ダウト~あるカトリック学校で~
2009/9/24
Doubt
2008年,アメリカ,105分
- 監督
- ジョン・パトリック・シャンリー
- 原作
- ジョン・パトリック・シャンリー
- 脚本
- ジョン・パトリック・シャンリー
- 撮影
- ロジャー・ディーキンス
- 音楽
- ハワード・ショア
- 出演
- メリル・ストリープ
- フィリップ・シーモア・ホフマン
- エイミー・アダムス
- ヴィオラ・デイヴィス
60年代アメリカ、保守的なカトリック学校の唯一の黒人の生徒であるドナルドは神父のフリンに信頼を寄せる。しかしある日、神父に呼ばれた直後のドナルドに違和感を感じたシスター・ジェームズは校長のシスター・アロイシアスに相談、校長はフリン神父に戦いを挑む…
トニー賞とピュリッツァー賞を受賞した戯曲をその作者であるジョン・パトリック・シャンリーが自ら映画化した。
舞台はキリスト教学校で、司祭を演じるのはフィリップ・シーモア・ホフマン。彼が説教壇に登場するのだが、どうも違和感がある。俗っぽ過ぎて司祭然としているように見えないのだ。「これはキャスティングミスか?」と思わせるが、実はそれがこの作品のミソであった。
その直後に登場する若いシスター役のエイミー・アダムス、厳格な校長役のメリル・ストリープの配役はまさにぴったり、メリル・ストリープ校長に睨まれたら、誰だってびくびくしてしまう。
さてそのフィリップ・シーモア・ホフマン演じるフリン神父だが、やさしい人柄の一方で非常に俗っぽく、他の神父たちと肉を食い、酒を飲む。そしてそれに対比される形でメリル・ストリープ演じるシスター・アロイシアスの質素で寡黙な食卓が映される。
そして、シスター・アロイシアスはエイミー・アダムス演じるシスター・ジェームズの報告をもとにフリン神父に生徒に対する性的な行為の疑いを向ける。その疑いは推測に推測を重ねたものに過ぎないのだけれど、シスター・アロイシアスは確信し、フリン神父を攻め続ける。
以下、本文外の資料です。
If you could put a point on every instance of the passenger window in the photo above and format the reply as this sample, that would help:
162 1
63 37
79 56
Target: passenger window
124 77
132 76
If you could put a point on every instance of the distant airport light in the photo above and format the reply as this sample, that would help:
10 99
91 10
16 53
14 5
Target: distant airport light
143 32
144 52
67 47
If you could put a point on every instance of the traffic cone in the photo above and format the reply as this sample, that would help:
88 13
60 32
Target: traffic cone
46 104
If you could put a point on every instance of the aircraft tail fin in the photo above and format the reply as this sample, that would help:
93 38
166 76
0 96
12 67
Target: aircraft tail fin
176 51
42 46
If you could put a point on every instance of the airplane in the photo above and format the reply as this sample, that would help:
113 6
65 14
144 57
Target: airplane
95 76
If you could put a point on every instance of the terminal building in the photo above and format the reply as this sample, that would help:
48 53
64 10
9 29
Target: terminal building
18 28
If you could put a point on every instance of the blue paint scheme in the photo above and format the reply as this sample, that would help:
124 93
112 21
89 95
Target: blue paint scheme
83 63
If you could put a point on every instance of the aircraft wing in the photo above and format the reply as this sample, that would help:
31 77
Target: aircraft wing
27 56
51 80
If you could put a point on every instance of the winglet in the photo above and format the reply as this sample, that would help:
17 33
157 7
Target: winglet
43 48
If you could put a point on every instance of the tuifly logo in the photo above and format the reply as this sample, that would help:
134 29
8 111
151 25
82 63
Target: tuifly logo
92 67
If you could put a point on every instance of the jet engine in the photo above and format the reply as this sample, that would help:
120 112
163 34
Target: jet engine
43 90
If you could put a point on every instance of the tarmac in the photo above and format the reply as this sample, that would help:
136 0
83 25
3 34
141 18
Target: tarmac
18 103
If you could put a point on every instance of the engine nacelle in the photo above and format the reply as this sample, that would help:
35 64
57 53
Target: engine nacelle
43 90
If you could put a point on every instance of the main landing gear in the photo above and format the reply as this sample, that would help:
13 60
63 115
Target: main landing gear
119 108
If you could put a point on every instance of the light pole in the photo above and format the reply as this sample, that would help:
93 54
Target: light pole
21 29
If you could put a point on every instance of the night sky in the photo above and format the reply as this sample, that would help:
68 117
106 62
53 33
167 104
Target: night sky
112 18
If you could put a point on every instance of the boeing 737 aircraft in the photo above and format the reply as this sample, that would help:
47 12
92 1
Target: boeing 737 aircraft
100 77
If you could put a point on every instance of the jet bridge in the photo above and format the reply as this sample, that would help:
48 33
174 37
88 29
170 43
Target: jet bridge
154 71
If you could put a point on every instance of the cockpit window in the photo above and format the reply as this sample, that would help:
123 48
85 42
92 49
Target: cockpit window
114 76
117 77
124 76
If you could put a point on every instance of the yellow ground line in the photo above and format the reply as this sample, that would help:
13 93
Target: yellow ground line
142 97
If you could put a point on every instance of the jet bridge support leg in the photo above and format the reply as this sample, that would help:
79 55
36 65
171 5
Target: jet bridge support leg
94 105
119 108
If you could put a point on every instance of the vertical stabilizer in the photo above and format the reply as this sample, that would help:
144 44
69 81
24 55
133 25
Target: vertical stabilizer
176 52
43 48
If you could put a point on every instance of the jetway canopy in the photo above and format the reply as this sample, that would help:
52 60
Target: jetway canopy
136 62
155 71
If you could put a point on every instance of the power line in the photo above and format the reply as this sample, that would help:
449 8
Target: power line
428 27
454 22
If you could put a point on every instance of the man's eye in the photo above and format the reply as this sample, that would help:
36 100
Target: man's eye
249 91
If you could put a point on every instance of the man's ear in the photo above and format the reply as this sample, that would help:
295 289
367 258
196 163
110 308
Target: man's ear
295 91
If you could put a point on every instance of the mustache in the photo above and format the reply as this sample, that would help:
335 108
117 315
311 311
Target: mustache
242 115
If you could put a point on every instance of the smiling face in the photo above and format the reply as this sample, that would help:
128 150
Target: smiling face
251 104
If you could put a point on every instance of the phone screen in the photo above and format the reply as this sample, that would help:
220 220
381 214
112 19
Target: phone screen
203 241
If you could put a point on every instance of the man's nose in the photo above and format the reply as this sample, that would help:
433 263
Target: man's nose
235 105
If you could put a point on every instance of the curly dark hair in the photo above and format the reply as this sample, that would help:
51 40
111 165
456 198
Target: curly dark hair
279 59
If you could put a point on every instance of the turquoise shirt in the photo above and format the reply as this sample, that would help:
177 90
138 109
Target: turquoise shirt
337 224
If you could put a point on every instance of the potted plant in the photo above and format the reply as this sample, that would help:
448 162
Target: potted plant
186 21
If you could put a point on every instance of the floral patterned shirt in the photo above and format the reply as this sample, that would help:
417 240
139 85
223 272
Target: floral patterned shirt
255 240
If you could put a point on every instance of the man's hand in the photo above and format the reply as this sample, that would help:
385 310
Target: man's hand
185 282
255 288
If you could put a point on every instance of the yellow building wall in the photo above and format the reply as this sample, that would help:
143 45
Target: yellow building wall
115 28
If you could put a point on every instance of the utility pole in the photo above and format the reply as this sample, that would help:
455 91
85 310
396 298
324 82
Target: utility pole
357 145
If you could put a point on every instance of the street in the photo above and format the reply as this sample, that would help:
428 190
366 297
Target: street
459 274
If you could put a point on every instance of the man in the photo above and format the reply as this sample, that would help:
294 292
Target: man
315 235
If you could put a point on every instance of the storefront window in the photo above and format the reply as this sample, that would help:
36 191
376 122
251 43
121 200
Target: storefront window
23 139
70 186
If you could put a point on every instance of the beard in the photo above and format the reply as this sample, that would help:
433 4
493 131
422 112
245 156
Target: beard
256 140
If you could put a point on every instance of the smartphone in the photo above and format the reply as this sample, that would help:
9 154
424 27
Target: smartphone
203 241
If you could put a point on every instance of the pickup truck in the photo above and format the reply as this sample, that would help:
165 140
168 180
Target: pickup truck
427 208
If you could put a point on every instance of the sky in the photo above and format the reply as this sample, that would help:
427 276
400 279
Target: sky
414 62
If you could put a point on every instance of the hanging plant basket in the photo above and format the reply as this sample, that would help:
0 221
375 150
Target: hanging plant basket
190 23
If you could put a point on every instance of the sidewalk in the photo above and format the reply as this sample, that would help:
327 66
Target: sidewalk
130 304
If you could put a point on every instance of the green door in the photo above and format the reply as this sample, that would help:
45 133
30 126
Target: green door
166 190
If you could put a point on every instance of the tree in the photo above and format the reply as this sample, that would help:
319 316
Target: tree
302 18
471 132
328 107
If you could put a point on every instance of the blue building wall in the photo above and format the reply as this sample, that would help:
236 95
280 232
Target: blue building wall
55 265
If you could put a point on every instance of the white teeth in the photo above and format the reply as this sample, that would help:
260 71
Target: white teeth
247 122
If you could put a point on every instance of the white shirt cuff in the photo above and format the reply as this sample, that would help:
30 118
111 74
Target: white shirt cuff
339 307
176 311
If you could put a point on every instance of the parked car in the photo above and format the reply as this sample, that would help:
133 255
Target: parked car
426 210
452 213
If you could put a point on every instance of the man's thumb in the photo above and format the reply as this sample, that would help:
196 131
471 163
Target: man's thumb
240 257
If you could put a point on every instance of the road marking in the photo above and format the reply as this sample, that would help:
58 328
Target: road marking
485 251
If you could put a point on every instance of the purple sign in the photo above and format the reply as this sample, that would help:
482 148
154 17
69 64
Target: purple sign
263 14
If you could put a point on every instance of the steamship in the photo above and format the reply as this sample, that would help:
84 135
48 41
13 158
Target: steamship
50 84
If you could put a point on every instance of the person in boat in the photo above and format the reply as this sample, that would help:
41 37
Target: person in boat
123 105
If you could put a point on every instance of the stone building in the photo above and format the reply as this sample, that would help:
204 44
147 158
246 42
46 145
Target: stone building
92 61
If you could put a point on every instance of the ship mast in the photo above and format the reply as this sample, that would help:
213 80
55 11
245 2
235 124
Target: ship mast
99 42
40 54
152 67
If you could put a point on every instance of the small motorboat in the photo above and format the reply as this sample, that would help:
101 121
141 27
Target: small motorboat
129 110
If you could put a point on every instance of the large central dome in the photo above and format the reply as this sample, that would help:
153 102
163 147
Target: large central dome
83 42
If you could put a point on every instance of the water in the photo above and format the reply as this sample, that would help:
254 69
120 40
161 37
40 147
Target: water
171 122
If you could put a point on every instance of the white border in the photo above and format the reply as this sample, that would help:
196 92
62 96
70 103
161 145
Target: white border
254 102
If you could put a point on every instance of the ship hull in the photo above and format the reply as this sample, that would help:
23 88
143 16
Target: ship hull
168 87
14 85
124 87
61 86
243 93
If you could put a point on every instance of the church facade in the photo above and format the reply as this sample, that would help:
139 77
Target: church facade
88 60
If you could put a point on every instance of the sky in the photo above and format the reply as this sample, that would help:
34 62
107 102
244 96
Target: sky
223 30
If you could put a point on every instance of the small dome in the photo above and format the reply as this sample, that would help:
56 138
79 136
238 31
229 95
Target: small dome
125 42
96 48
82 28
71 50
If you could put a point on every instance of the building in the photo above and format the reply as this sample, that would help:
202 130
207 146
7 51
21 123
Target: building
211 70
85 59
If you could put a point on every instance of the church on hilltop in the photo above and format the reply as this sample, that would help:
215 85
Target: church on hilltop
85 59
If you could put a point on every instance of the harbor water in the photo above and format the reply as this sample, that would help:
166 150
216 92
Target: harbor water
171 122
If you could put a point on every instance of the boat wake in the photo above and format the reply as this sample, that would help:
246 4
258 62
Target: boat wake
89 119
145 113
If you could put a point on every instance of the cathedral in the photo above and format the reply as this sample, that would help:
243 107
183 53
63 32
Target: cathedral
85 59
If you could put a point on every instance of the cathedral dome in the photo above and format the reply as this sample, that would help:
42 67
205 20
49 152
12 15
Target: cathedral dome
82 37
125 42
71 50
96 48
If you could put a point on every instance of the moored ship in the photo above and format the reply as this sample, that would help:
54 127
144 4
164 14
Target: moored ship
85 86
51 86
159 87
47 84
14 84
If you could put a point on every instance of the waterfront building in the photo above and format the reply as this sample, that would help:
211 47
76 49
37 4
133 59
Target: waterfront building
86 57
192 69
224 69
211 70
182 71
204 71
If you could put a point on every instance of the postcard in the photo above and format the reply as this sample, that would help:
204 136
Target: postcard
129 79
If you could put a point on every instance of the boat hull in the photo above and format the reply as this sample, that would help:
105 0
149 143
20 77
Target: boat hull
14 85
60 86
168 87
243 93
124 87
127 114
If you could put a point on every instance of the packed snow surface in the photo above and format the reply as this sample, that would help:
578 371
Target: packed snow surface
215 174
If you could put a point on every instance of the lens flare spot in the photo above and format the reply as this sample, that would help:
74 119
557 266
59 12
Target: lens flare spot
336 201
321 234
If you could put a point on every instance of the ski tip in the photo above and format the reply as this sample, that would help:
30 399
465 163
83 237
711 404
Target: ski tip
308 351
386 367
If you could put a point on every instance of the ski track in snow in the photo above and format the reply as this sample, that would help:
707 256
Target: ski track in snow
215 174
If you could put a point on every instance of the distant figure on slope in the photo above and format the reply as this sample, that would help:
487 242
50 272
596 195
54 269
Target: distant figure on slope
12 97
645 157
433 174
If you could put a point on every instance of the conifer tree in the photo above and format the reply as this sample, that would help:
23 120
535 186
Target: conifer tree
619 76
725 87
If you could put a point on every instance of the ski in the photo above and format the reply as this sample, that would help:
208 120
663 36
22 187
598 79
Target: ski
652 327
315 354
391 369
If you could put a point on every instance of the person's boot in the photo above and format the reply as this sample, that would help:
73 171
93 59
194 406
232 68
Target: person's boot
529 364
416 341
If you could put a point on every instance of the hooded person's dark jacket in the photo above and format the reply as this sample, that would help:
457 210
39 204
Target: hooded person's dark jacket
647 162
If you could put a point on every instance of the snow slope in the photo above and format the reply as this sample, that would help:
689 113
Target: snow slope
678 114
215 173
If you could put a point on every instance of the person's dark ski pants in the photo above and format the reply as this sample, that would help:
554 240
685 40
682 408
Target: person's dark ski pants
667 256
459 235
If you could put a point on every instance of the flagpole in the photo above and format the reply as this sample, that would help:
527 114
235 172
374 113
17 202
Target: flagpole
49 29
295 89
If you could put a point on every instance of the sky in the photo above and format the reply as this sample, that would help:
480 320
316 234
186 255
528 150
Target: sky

これはただそれだけの話だ。しかし、そのひとつの疑い(ダウト)の背後に無数の疑いが隠されている。それがこの作品を複雑なものにしている。シスター・アロイシアスの直感は私たち観客の抱く直感と重なるがゆえに、直感が生み出す疑いを無視できないものにする。
そして私たちは最終的にこのシスター・アロイシアスのあまりの厳格さに疑いの目を向けることになる。この過剰な厳格さにはどこかおかしいところがあると私たちの直感が告げるのだ。
しかし、その直感による疑いが行き着く先は明らかではない。もやもやとしたまま映画は終わる。ただ、この映画の結末のつけ方からしてひとつ明らかなのは、その疑いというものは否定されるものではないということだ。
この映画にはさまざまなキーワードが出てくる。迷い、不寛容、絆、そして疑い。それらのキーワードが意味するものは何なのか、それを考える仕事は観客の側に託される。あくまでもキリスト教的な考え方がベースになっているので、なかなか理解し難い部分もあるが、こういうもやもやとしたつくりの映画は嫌いじゃない。何よりも配役がピタリと来るところがいい。